News Nvidia Unveils Its Next-Generation 7nm Ampere A100 GPU for Data Centers, and It's Absolutely Massive

@JarredWaltonGPU , thanks for the coverage, as always.

...but,
For workloads that use TF32, the A100 can provide 312 TFLOPS of compute power in a single chip. That's up to 20X faster than the V100's 15.7 TFLOPS of FP32 performance, but that's not an entirely fair comparison since TF32 isn't quite the same as FP32.
Right, a better comparison would be with the V100's fp16 tensor TFLOPS. Comparing it with general-purpose FP32 TFLOPS is apples vs. oranges, whereas TF32 vs fp16 tensor TFLOPS is maybe apples vs. pears.
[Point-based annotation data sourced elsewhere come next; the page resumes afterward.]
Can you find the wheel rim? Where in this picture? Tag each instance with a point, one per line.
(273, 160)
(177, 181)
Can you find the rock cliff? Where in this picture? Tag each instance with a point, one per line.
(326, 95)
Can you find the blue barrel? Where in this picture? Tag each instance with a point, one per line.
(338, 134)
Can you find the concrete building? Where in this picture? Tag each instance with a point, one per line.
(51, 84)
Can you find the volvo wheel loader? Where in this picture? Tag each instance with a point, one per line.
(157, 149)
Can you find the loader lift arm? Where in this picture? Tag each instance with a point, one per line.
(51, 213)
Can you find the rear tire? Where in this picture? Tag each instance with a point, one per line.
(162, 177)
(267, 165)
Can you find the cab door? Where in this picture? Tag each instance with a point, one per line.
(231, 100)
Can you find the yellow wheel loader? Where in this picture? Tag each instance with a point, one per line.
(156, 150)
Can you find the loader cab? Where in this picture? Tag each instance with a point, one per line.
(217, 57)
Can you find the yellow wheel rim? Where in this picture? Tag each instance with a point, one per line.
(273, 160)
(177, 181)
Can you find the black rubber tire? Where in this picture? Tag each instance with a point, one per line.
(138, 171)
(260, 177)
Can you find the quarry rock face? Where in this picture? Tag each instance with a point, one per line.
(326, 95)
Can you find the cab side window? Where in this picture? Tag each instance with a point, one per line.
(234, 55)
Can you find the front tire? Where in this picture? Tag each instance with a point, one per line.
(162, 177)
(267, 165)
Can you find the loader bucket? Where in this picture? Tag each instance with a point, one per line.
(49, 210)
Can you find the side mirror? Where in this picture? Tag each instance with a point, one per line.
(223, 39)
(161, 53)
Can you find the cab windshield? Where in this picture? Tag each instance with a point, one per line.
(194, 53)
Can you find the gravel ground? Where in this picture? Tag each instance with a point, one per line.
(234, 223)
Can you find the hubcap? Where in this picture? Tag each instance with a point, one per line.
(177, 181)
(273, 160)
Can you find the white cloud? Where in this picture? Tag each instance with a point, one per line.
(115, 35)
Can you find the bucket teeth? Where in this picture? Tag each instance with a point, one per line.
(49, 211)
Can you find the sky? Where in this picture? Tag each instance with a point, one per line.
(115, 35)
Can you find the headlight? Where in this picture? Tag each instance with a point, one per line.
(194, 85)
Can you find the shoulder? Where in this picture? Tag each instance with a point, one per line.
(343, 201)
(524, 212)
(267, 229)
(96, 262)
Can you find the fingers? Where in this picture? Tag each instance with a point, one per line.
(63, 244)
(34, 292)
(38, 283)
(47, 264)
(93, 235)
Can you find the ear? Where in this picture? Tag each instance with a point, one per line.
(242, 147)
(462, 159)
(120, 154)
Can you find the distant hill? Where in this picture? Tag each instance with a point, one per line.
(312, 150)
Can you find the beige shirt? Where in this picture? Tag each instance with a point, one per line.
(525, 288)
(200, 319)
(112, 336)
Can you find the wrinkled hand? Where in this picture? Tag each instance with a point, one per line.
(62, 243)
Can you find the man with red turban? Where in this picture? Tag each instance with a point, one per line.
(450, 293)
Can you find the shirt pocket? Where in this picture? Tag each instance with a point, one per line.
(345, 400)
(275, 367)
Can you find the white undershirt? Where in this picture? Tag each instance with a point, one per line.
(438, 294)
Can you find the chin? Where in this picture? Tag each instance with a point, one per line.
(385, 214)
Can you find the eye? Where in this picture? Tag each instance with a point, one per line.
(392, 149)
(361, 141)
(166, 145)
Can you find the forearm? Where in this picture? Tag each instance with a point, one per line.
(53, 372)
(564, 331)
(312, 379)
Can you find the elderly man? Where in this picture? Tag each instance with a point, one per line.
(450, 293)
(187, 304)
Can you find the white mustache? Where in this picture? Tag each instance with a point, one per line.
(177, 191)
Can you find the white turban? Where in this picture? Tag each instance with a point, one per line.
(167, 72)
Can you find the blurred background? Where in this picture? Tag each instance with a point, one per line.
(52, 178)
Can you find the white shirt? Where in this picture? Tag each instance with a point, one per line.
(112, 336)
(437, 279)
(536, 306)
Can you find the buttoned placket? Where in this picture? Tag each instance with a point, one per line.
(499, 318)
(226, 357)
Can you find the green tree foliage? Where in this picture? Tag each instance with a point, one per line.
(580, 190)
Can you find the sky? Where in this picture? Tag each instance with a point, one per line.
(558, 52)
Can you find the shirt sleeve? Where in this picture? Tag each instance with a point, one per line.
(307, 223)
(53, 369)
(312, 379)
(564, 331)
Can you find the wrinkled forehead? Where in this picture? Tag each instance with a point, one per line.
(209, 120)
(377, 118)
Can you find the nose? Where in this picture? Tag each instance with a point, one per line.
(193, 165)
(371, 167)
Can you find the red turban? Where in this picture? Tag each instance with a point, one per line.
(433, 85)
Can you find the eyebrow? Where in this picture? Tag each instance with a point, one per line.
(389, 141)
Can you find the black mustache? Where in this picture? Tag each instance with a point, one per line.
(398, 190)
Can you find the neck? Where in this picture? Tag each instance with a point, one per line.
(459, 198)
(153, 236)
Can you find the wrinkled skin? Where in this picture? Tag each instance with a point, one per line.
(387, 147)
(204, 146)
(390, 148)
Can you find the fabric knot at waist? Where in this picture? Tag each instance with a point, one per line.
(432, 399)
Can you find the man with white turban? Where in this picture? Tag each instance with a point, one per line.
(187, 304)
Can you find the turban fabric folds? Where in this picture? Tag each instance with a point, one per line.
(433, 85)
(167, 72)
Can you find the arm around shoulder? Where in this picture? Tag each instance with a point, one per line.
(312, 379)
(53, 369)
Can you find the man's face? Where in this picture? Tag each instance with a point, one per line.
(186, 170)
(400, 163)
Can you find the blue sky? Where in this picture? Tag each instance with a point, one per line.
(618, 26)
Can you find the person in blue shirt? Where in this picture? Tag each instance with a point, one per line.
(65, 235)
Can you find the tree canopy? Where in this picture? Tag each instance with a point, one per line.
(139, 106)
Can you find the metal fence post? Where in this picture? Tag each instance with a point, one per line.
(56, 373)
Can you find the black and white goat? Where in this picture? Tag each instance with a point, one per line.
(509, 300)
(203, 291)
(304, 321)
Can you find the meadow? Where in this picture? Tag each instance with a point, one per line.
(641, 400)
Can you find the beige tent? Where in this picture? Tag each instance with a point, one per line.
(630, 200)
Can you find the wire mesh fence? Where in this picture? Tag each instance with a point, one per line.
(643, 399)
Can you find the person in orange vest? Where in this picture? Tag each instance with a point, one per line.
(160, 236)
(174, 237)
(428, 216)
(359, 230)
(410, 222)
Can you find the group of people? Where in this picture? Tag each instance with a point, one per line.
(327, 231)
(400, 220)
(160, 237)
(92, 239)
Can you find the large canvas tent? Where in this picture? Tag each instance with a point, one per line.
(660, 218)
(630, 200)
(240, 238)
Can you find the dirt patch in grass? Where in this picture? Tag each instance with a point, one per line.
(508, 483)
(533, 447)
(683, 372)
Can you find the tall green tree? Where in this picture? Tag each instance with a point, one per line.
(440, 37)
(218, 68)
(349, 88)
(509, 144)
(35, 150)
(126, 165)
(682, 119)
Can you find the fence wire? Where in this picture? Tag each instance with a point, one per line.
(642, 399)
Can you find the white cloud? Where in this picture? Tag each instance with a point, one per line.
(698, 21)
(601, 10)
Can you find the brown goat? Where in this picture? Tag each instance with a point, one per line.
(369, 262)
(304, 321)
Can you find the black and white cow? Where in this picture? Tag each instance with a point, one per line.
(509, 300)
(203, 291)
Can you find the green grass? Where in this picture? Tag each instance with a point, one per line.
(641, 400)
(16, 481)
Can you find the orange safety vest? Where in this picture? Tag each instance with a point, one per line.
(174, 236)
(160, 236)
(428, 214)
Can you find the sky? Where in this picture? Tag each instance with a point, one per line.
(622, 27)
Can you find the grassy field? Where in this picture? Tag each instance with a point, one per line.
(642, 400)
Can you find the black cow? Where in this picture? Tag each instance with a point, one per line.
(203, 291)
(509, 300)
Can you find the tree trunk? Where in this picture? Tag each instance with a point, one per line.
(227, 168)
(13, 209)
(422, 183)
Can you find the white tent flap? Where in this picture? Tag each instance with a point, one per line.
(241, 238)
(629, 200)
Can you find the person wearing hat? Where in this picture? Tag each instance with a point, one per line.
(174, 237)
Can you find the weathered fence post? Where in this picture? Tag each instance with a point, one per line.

Nvidia says elsewhere that the third generation Tensor cores support FP64, which is where the 2.5X increase in performance comes from, but details are a scarce. Assuming the FP64 figure allows similar scaling as previous Nvidia GPUs, the A100 will have twice the FP32 throughput and four times the FP16 performance
Um... don't assume that! Tensor cores are very specialized and support only a few, specific operations. You want to look at their spec for general-purpose fp64 TFLOPS.

It seems likely the A100 will follow a similar path and leave RT cores for other Ampere GPUs.
Agreed. Ray tracing is a different market segment. Even talking about photorealistic rendering for movies and such, it would make sense for them to take a page out of the Turing playbook and use the gaming GPUs for that.

the A100 can be has multi-GPU instancing that allows it to be partitioned into seven separate instances.
rats. You almost said "can has". I'd have enjoyed that.
; )
 
@JarredWaltonGPU , thanks for the coverage, as always.

...but,

Right, a better comparison would be with the V100's fp16 tensor TFLOPS. Comparing it with general-purpose FP32 TFLOPS is apples vs. oranges, whereas TF32 vs fp16 tensor TFLOPS is maybe apples vs. pears.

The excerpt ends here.